The entrepreneur found not being at his store challenging given that he started off running the grocery alone.
Eventually, he opened branches at Village Market, Garden City and the latest at The Hub in Karen.
“We have been fortunate to expand organically. The growth has been carefully calculated to ensure that each store is operating at its optimum,” he says.
“It is better to have five good stores than many which are not successful.” Grocery shopping in most experiences is marked by produce laid on mats with the combination of smells from fresh to the not so fresh.
Usually, sellers work under the sun hoping to dispose the produce before it wilts away.
This was a scenario that Mr Jandu aimed to do away with.
He instead wanted to make grocery shopping personalised and comfortable, complete with a personalised shopper in store.
Sourced Locally
The stores have also incorporated a cheese deli, salad and juice bar as well as a bakery and mini coffee shop known as Tiramisu, a sister company to Zucchini.
“It is a feel good thing.
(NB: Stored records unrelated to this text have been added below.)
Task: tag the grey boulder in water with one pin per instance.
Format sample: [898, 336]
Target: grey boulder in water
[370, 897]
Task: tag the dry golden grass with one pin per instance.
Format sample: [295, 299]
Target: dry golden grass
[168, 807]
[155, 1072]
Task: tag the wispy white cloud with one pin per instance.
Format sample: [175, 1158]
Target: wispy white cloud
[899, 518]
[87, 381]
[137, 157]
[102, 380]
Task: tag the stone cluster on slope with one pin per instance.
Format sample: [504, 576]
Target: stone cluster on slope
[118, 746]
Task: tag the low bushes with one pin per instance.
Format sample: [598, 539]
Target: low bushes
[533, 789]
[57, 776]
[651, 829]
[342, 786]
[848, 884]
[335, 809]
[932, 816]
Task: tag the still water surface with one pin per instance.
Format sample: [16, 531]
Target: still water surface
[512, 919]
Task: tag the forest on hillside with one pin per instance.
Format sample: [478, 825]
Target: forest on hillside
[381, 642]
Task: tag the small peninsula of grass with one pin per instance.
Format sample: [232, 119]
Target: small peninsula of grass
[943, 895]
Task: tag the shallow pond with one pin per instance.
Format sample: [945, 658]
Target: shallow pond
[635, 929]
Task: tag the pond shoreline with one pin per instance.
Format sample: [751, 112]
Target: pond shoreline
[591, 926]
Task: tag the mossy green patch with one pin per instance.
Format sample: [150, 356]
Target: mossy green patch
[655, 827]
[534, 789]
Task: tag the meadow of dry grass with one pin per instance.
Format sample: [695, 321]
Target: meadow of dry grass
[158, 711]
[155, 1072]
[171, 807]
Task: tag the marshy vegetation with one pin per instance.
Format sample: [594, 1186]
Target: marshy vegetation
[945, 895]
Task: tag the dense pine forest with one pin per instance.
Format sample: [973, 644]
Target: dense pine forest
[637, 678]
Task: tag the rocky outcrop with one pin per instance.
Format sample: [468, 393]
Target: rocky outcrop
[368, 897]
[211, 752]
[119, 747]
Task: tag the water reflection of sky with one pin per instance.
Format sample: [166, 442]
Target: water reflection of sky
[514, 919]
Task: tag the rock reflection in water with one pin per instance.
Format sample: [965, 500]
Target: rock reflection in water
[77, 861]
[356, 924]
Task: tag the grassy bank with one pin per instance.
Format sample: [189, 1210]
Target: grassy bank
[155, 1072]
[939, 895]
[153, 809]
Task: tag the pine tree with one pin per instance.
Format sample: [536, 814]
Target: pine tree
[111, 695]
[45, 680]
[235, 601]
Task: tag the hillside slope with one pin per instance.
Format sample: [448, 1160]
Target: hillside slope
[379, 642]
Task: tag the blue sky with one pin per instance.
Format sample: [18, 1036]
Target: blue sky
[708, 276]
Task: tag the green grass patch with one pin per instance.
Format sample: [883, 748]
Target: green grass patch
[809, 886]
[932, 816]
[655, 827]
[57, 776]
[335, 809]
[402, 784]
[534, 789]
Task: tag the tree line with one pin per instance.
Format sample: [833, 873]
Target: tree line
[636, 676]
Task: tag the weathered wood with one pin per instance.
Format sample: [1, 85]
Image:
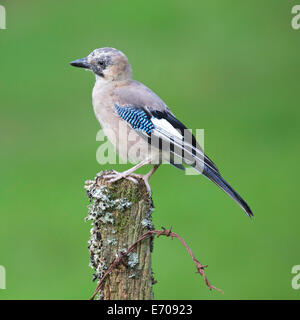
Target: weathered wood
[120, 214]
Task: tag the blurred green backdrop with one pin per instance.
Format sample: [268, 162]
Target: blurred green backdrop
[230, 67]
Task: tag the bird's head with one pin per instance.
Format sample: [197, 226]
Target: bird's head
[106, 63]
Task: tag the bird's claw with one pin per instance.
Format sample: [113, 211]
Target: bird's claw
[115, 176]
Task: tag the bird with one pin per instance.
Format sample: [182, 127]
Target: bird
[141, 121]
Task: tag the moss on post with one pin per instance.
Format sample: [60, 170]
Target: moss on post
[120, 214]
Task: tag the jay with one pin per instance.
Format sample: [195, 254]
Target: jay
[159, 135]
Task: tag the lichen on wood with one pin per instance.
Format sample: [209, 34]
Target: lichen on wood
[120, 213]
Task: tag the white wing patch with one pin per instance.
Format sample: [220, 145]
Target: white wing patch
[166, 126]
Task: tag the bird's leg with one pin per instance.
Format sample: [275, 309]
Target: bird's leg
[115, 176]
[146, 177]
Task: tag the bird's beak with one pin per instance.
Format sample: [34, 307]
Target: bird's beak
[80, 63]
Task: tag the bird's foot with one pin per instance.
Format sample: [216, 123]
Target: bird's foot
[115, 176]
[146, 181]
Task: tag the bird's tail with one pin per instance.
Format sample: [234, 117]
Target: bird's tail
[215, 177]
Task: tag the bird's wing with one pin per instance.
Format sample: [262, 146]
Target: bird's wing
[146, 113]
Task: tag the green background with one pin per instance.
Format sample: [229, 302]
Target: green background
[230, 67]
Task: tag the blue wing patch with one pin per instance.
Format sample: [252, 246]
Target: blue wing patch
[137, 118]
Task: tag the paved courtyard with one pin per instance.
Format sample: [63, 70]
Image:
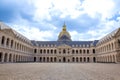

People want to be healthy and fit and we saw the need and added value to shopping for our customers,” he says.
The stores sell 400 tonnes of fresh produce per month.
“We move about one tonne of tomatoes in a day and 10 tonnes of watermelon in a week,” explains Mr Jandu.
Tomatoes, potatoes, onions, carrot and greens (sukuma wiki, spinach, and cabbage) are the fastest moving products and are always in demand all year long.
According to Mr Jandu, 90 per cent of the produce is sourced locally including blue berries, which he opts to sell to the local market rather than export. “Demand is available locally,” he says.